TÜRK MİLLETİ VE CUMHURİYET

19.10.2022 165

   Özgürlüğünü, benliğini kullanamayan bir toplum kendini nasıl olur da tam hissedebilir ki? Kendini yöneteni,  kararlar verirken sadece izlemesi o topluma ne kadar "ait" hissettirebilir? Uçup gitmek ister insan; uçtuğu gökyüzü onu korumalıdır ve uçtuğu gökyüzünü, uçtuğu yeri kendi seçmelidir insan. Dayatılan baskı, susmayı öğretir belki de ama mantıklı hiçbir fikir susmamalı susturulmamalıdır. Bu yüzden Mustafa Kemal "Cumhuriyet!" demiştir. Bu yüzdendir ki onun fikrini benimseyen halk da "Cumhuriyet" diyebilmiştir.
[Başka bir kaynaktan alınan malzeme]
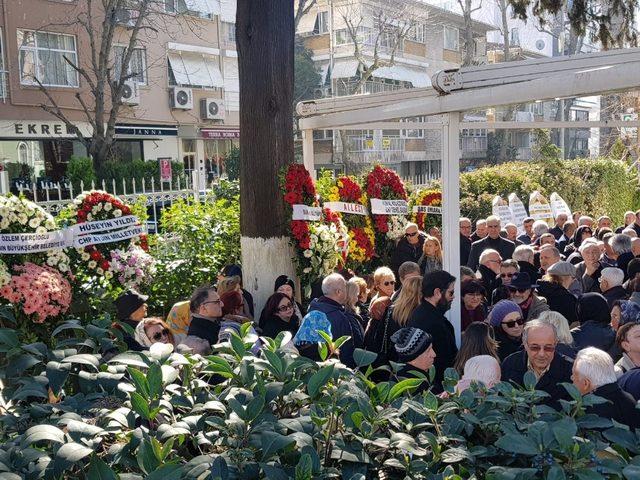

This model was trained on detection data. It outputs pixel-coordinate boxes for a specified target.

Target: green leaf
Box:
[62,353,100,370]
[295,453,313,480]
[127,367,149,400]
[496,433,539,455]
[387,378,424,402]
[56,442,93,463]
[87,455,118,480]
[260,431,295,462]
[22,425,64,446]
[211,455,229,480]
[353,348,378,368]
[47,361,71,395]
[147,363,162,399]
[307,363,335,397]
[131,392,151,420]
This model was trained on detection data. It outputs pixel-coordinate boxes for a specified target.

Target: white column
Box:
[442,112,461,345]
[302,130,316,178]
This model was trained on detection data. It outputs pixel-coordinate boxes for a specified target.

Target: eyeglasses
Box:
[502,317,524,328]
[278,303,293,312]
[152,328,169,342]
[527,345,556,353]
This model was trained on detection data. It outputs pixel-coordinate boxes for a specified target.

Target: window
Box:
[18,30,78,87]
[509,28,520,47]
[444,25,460,52]
[222,22,236,43]
[316,12,329,34]
[113,45,147,85]
[407,24,424,43]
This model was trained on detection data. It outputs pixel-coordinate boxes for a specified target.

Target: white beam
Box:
[442,112,462,346]
[300,62,640,129]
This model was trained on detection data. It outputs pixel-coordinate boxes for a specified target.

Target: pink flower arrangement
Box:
[0,262,71,323]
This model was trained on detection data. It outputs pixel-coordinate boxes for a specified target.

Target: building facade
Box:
[0,0,240,186]
[296,0,492,178]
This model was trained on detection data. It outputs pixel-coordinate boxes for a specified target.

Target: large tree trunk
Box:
[236,0,294,315]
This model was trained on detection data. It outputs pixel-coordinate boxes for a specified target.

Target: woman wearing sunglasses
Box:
[260,292,300,338]
[488,300,524,361]
[135,317,175,348]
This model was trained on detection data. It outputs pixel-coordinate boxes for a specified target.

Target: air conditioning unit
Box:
[200,98,229,120]
[171,87,193,110]
[122,80,140,105]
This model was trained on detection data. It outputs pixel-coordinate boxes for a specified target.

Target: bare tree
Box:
[26,0,198,167]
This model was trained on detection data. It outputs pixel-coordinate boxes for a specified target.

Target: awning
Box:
[373,65,431,88]
[169,52,224,88]
[184,0,220,15]
[220,0,236,23]
[296,12,318,34]
[331,60,358,79]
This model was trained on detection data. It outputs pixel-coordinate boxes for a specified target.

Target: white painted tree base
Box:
[240,237,299,321]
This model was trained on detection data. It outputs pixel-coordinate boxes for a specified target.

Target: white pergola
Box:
[297,49,640,344]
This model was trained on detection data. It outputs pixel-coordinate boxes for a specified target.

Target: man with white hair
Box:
[576,239,603,293]
[600,267,628,310]
[611,232,635,280]
[571,347,640,430]
[502,320,571,409]
[467,215,516,270]
[309,273,364,368]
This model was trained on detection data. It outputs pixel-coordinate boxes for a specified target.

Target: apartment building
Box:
[0,0,240,186]
[296,0,493,178]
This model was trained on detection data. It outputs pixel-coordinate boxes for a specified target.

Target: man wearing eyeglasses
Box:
[467,215,516,270]
[390,222,426,284]
[183,286,223,355]
[502,320,572,409]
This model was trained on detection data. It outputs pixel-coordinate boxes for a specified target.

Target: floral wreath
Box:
[411,189,442,232]
[366,165,407,257]
[61,190,153,288]
[280,164,346,295]
[322,172,376,270]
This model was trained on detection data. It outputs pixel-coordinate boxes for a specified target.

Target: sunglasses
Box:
[527,345,556,353]
[278,303,293,312]
[502,317,524,328]
[152,328,169,342]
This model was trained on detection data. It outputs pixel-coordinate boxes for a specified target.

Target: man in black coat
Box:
[572,347,640,430]
[460,217,472,265]
[467,215,516,270]
[391,223,426,278]
[405,270,458,393]
[502,320,571,410]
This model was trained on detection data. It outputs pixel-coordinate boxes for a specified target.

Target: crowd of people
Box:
[111,211,640,428]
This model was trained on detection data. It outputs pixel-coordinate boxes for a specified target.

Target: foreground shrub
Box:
[0,320,640,480]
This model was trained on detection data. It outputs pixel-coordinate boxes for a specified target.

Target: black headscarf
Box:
[576,293,611,325]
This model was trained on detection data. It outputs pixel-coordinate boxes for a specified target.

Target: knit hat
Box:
[547,261,576,277]
[620,300,640,325]
[391,327,433,363]
[293,310,331,345]
[273,275,296,292]
[488,300,522,327]
[113,289,149,320]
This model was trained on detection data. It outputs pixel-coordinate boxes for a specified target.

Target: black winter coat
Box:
[467,236,516,270]
[406,300,458,392]
[586,383,640,430]
[538,280,578,325]
[502,350,573,410]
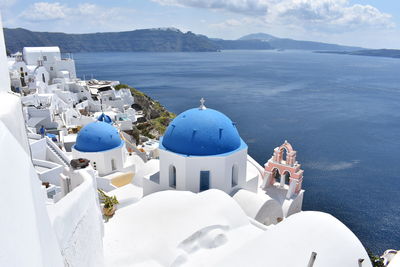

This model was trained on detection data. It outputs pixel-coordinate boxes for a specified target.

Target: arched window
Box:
[200,171,210,192]
[111,159,117,171]
[169,165,176,188]
[232,164,239,187]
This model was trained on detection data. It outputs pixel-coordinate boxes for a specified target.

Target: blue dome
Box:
[161,108,245,156]
[74,121,123,152]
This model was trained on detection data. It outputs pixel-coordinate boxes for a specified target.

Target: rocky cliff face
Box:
[115,84,176,139]
[4,28,218,53]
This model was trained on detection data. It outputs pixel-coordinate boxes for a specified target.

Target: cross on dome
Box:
[199,98,207,110]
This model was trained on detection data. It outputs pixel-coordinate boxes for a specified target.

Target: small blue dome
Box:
[161,108,245,156]
[74,121,123,152]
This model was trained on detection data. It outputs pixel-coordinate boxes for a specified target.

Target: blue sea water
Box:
[74,51,400,253]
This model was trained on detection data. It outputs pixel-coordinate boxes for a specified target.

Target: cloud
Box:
[18,2,134,32]
[0,0,16,9]
[152,0,268,16]
[152,0,394,31]
[272,0,394,30]
[305,160,360,171]
[0,0,16,9]
[20,2,70,22]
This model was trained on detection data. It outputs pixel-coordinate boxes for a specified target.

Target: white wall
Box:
[22,46,61,65]
[72,145,126,176]
[0,121,64,267]
[0,14,11,92]
[32,159,64,186]
[159,148,247,193]
[48,169,104,267]
[0,93,30,154]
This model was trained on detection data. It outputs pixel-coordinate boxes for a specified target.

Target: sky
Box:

    İlan edildiği ilk günden beri kendisi bir devrim olmasına rağmen tekrar, her saniye kendi içinde devrim yaratır cumhuriyet. Odur bizi bu topraklara ait kılan. Şehit olanlarımızın kanı, ağlayan kadınların yaşı ve ümitsizce bekleyen çocukların zaferidir. Halktır Cumhuriyet. Verilen mücadelelerin, tekrar kurulan koca bir devletin hakkıdır. Geçirilen zor zamanlara inat savaştır. Küçük bir çocuğun ilk kelimesi, bir kadının oy atışı, yaşlı bir vatandaşın hastanede muayene olmasıdır cumhuriyet. Yaşayabilmektir aslında, yaşadığını hissetmektir. Dilimiz, dinimiz, bayrağımız tehlikeye girse bile coşkumuz onları tekrar var eder içimizde. Çünkü Ata'mıza sözümüz var. Onun getirdiği her hakkı kanımızın son damlasına kadar korumak, "bizim sözümüz" dür. En dipten çekip çıkardığı ülkeyi yine o yükseklikte tutacak bizler değil miyiz? Kendimizi eğiterek, en iyi şekilde öğrenerek bilgilerimizi bayrağımızmış gibi taşıyacağız omuzlarımızda. Refahımız, özgürlüğümüz diri kalmalı her dakika.

    Geçen doksan dokuz yıla baktığımızda büyüdüğümüzü, geliştiğimizi göreceğiz. Benliğimiz, yaşamımız, dilimiz, oyumuz, kalemimiz ve daha nicesi bu doksan dokuz yılı, doksan dokuz kere tekrarlayacak.           

      "Cumhuriyet ne kazandırdı?" diye sorduklarında, bunca yıl ayakta kalacak olan vatanımıza ve bu vatanda yaşayan her insanın damarlarında dolaşan coşkuya bakmalarını söyleyeceğiz.